Francis tried to position his false teachings in terms of the Apostles' first council in Jerusalem in 51 AD, when they met to decide the problem of the "Judaizers," who insisted that it was necessary to practice Judaism and to follow the law of Moses in order to become a Christian. The Acts of the Apostles tells us of the Apostles' decision that it was not required to be a practicing Jew in order to be a Christian. From this, Francis infers that the early Christians saw the need to leave behind the Jewish traditions in order to move on, and he teaches that Christians (Catholics) must also be willing to abandon the traditions of the Church. As the comment above notes, however, Francis is wrong: the traditions and precepts of the Jewish Law were not simply "left behind" but were merely signs and figures which had been fulfilled by Christ.

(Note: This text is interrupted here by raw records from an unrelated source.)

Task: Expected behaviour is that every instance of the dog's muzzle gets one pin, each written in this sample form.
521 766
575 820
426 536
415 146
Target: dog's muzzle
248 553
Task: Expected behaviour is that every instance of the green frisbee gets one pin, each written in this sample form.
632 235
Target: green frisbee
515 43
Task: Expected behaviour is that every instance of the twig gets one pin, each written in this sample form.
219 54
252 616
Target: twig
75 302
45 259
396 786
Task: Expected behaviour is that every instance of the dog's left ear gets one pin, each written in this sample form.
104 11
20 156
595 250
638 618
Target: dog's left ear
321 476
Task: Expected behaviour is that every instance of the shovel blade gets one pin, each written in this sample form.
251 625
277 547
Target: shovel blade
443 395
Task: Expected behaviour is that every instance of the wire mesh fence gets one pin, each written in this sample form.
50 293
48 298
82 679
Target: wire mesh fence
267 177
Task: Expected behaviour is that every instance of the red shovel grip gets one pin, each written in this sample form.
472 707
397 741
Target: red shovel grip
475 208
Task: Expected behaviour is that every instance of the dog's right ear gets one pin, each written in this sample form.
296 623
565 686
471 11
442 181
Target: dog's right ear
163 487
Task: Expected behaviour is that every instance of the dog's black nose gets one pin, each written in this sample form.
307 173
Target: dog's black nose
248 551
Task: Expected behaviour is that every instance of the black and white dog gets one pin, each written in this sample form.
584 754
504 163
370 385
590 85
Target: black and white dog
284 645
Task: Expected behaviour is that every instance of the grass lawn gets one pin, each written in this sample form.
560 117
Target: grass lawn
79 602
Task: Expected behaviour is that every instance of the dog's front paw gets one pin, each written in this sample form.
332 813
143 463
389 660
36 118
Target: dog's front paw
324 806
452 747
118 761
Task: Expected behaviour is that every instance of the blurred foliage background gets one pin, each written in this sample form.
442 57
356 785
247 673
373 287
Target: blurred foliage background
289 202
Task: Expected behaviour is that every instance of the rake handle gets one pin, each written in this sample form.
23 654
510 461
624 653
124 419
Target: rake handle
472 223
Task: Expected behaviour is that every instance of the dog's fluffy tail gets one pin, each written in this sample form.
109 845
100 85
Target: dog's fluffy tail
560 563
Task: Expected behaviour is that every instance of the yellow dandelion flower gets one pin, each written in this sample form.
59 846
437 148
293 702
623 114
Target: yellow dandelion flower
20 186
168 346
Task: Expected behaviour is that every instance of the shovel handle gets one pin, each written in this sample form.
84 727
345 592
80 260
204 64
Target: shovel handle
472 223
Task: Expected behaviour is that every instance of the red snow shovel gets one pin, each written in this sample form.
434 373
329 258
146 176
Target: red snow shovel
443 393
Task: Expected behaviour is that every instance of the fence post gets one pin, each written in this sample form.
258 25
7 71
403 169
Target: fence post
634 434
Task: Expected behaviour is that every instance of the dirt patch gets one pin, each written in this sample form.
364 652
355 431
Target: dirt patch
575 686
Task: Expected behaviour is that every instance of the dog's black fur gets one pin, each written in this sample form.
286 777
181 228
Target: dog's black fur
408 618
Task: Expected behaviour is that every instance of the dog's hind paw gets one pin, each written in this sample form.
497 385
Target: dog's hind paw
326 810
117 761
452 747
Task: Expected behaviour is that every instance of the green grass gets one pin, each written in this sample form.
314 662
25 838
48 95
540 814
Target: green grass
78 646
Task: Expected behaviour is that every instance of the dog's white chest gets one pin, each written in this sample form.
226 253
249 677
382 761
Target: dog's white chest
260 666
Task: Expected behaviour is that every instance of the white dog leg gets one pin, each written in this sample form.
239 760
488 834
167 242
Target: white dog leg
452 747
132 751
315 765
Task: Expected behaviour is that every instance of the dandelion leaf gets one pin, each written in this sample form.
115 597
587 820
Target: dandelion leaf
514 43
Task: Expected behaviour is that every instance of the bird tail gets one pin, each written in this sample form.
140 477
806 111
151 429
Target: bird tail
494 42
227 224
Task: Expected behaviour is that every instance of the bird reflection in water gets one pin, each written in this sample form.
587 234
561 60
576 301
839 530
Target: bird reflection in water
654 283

Francis wants to sweep away the Sacred Traditions of the Church, the work of centuries of guidance from the Holy Ghost, which he contemptuously dismisses as a "pile of doctrines and traditions." He wants to substitute his own notions of what the Church should be and should do as led by Francis' own "spirit of surprises" to finally hold only the one doctrine Francis accepts: "God is love" — the contemporary meaning of which is, of course, to be determined solely by Francis in economic and social terms (socialism).

And where do this entirely false account of the Church's history and this heretical notion of the Church's foundation lead? Of course, Francis' ideas lead inevitably to the rejection of "clarity and order" in the Church. Again, this is no surprise to those who remember Francis demanding that the young people go out and "make a mess of the Church." Here we have fulfilled the words of Our Lady to Jacinta that there would come a "diabolical disorientation" — and who can doubt that the "diabolical disorientation" has a name: Bergoglio.

A small group of clergy and academics in the novus ordo recently published a letter addressed to the new order bishops in which they accuse Francis of committing the "delict" of public heresy, and calling upon the new order hierarchy to take suitable action. In the course of the following weeks, hundreds of others endorsed the letter. Many others engaged in the controversy over whether or not Francis' teachings were heresy, whether or not he was pertinacious, whether or not it was allowed to even accuse him of heresy, whether or not it was opportune to accuse him, etc. etc. Finally, after two weeks, the Society of Saint Pius X website (https://fsspx.news/en) published a statement, which characterizes the letter as an "extreme measure" which is a "waste of time" and even suggests that it was disrespectful and was "A Radical Approach Doomed to Failure." The SSPX statement goes on to say that Archbishop Lefebvre himself did not and would not today resort to such confrontational tactics with "the shepherds." Thus speaks the reformed SSPX! But those of us who knew Archbishop Lefebvre recall well his stirring denunciations of the Modernists and their blasphemies. Archbishop Lefebvre's voice was no uncertain, faltering and compromising trumpet but was a clear and ordered call to arms in the defense of the Faith and the Church.